2. The method according to claim 1, characterized in that from a control device (17) of a battery string (11, 12) an Ul characteristic (19, 20) for each battery string (11, 12) in dependence on the SOC of the respective battery string (11 , 12).

3. The method of claim 1 or 2, characterized in that from a battery string (11, 12) with a higher SOC more electrical energy is obtained, as from a battery string (11, 12) with a lower SOC, wherein the strand voltages (24 ) of the individual battery strings (11, 12) are preferably kept at a similar or at the same level.
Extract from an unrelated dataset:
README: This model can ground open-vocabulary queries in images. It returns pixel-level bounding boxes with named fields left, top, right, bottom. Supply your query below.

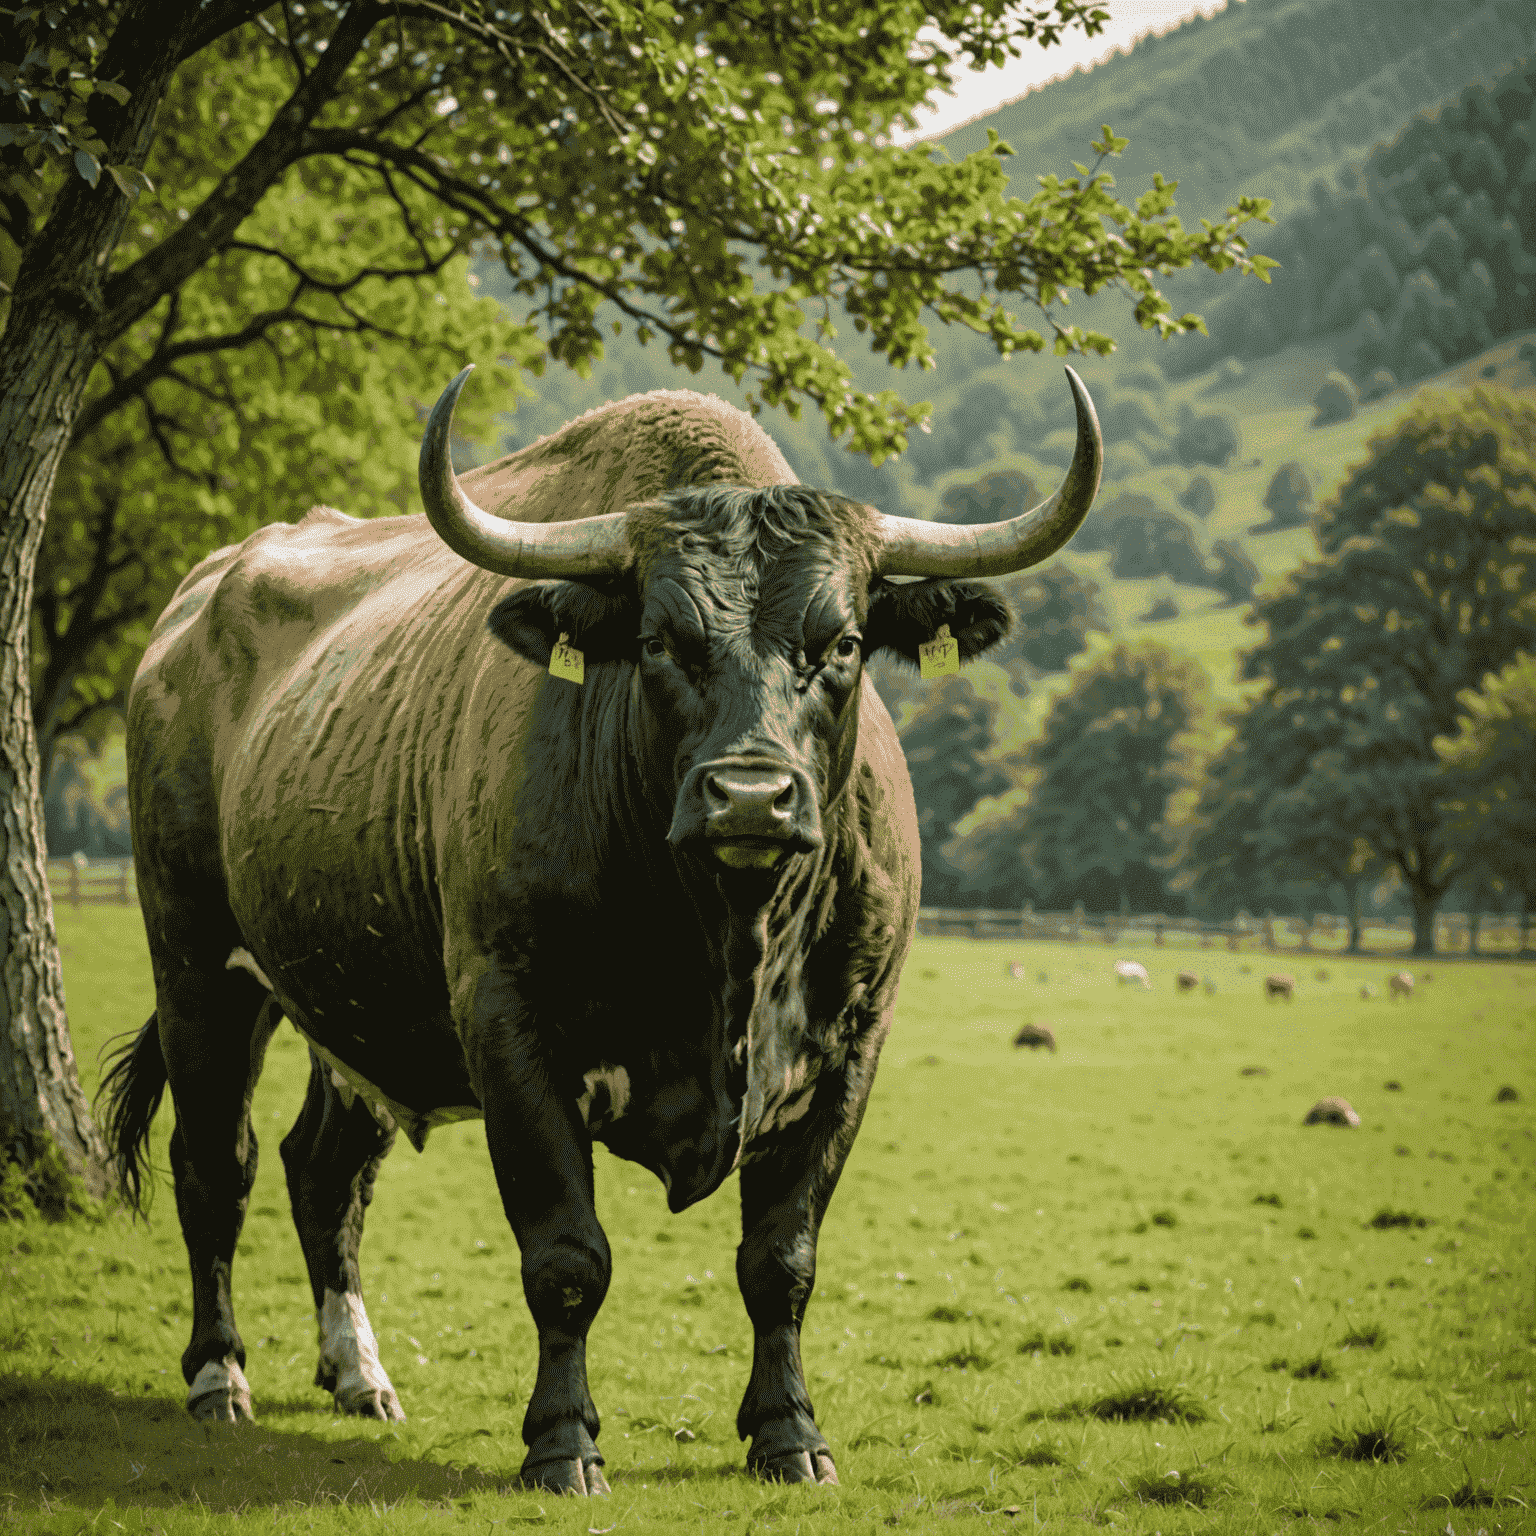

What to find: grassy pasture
left=2, top=908, right=1532, bottom=1534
4. The method according to any one of the preceding claims, characterized in that of Batteriesträngen (11, 12) with different SOC, preferably different UI characteristics (19, 20) are obtained from the at least one consumer different amounts of electrical energy and thereby the SOC, preferably the UI characteristics (19, 20), the battery strings (11, 12) during operation of the at least one consumer, in particular over a plurality of charge-discharge cycles, are matched to each other.

5. The method according to any one of the preceding claims, characterized in that the SOC of each battery string (11, 12) of each a battery management system

(BMS) (16) is measured and the UI characteristics (19, 20) of the battery strings (11, 12) are adapted to the changing SOC during operation of the at least one consumer, in particular by the DC-DC modulators (14 , 15) the current output to the driving network (10) is set as a function of the electrical energy required by the consumer.

6. The method according to any one of the preceding claims, characterized in that when reaching a current limit of the battery string (11, 12) with the higher SOC or reduction of the SOC, the driving voltage is reduced, in particular that the Fahrnetzspannung is reduced until more battery strings (11, 12) increase their current output.

7. The method according to any one of the preceding claims, characterized in that the Fahrnetzspannung the battery strings (11, 12) is reduced so far that the strand voltage (24) of the battery string (11, 12) is de-regulated with the next lower or the lowest SOC, so that the load evenly distributed on the battery strings (11, 12) of a driving network (10).

8. The method according to any one of the preceding claims, characterized in that the strand voltages (24) each of a battery string (11, 12) from the respective DC-DC-modulators (14, 15) within a certain voltage range, in particular within a certain SOC Range, from 100% (eg 700V) and 20% (eg 650V).

9. The method according to any one of the preceding claims, characterized in that by the DC-DC controller (14, 15) the battery strings (11, 12) are put into a charging mode when a predetermined voltage level in the characteristic is achieved by a generator and the battery strings (11, 12) are charged in dependence on their SOC, in particular as a function of the U-characteristic (19, 20).

10. submarine with at least one consumer, which is supplied by at least one driving network (10) with electrical energy, wherein the driving network (10) at least two parallel battery strings (11, 12), each battery string (11, 12) at least one battery Management system (BMS) (16) is assigned and the battery strings (11, 12) in each case by a DC-DC adjuster (14, 15) coupled to the driving network (10), characterized in that each battery string (11 , 12) comprises a control device (17) which, depending on a state of charge (SOC) of each battery string (11, 12) determines what quantity of required electrical energy the consumers of each battery string (11, 12) relates to the SOC the battery strings (11, 12) to synchronize with each other.

11. A circuit according to claim 13, characterized in that the SOC of the battery strings (11, 12) can be determined by a respective BMS (16) and in the DC-DC-controllers (14, 15) for different load currents of the battery strings (14, 15) load-dependent characteristics and current limits can be stored.